El universo, la vida en el universo, la conciencia dentro de la vida, el don y la entrega, el amor, no son realidades que existan fruto de la casualidad, aunque esta haya jugado un papel interesante como elemento necesario para la aparición de ser por evolución biológica desde los albores de los tiempos. Es más fácil que una conciencia humana piense, sienta y escriba All you need is love, que esperar a que mil millones de monos, tecleando al azar, consigan escribir esa simple frase.
2 comentarios:
Has tocado un tema que me interesa mucho. Según el teorema de Gödel, cuando los axiomas matemáticos alcanzan un cierto grado de complejidad, no es posible responder sobre la verdad o falsedad de algunos enunciados formulados dentro del marco de tales axiomas. Si Dios es tan complejo como la aritmética, no resulta sorprendente que no pueda demostrarse ni refutarse su existencia. Estoy preparando una publicación que entrará en estos temas.
No sé yo si Gödel pensaba en Dios cuando enunció su famoso teorema, pero qué duda cabe que desde luego apunta hacia Él. Cada vez me cuesta más entender a los que confían en el azar como rector del Universo. Conforme avanza la ciencia —sobre todo en los últimos años en la Física de partículas o en la Microbiología—, se hace más difícil confiar en que el azar pueda dirigir todos los procesos. Puedo entender más un agnosticismo, un no saber qué; pero una confianza ciega en el azar, ya digo, me cuesta. Es cierto que en los procesos naturales hay un factor de azar, pero ello no entra en contradicción para nada con la idea de un proceso teleológico en la Naturaleza.

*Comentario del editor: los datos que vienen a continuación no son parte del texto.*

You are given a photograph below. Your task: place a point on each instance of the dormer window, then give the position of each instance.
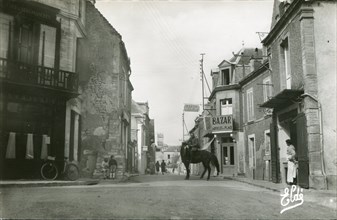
(225, 77)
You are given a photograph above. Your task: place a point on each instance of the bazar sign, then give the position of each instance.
(191, 108)
(222, 123)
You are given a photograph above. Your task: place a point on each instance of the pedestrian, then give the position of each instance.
(157, 166)
(163, 167)
(193, 143)
(292, 163)
(112, 167)
(105, 168)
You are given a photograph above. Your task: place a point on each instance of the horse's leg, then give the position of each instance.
(187, 166)
(203, 173)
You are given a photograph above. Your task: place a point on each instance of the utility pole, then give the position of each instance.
(202, 79)
(183, 128)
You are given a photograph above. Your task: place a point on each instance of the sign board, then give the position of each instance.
(222, 123)
(191, 108)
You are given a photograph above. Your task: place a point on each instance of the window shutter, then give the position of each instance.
(47, 46)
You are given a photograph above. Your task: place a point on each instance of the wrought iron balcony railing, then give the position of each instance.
(22, 73)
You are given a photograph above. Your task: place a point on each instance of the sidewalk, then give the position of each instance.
(327, 198)
(79, 182)
(42, 183)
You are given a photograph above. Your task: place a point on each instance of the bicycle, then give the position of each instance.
(49, 170)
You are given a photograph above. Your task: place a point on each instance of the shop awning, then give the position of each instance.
(284, 98)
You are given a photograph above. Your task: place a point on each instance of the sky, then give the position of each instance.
(164, 40)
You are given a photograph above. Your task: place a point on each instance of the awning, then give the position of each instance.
(284, 98)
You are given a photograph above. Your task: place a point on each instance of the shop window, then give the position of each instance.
(250, 104)
(228, 155)
(251, 150)
(226, 107)
(267, 142)
(267, 89)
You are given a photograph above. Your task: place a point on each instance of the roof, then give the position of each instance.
(262, 68)
(282, 99)
(244, 56)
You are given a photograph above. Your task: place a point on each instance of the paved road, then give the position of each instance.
(156, 197)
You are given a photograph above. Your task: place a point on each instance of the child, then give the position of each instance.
(105, 168)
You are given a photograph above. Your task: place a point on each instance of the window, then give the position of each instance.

Y a veces se suelen hacer afirmaciones que para mí presentan un punto de partida erróneo, como el que comentas de Eddington. El problema no es que aunque muchos chimpancés tarden mucho tiempo al final acaben escribiendo El Quijote; el problema es que lo difícil —por no decir imposible— es mantener siquiera a uno sólo delante de un teclado, y una vez lo tienes sentado delante, que no pare de teclear. Quiero decir con esto que a veces tendemos a colocar propiedades humanas a lo que no las tiene, tendemos a antropomorfizar la materia y dotarle de unas cualidades que por sí misma difícilmente podría poseer.
Me parece muy acertada la distinción que haces cuando afirmas que el problema es sobre todo ontológico más que experimental. Se puede creer en una especie de creador en el sentido aristotélico, pero dista muy mucho del Dios cristiano.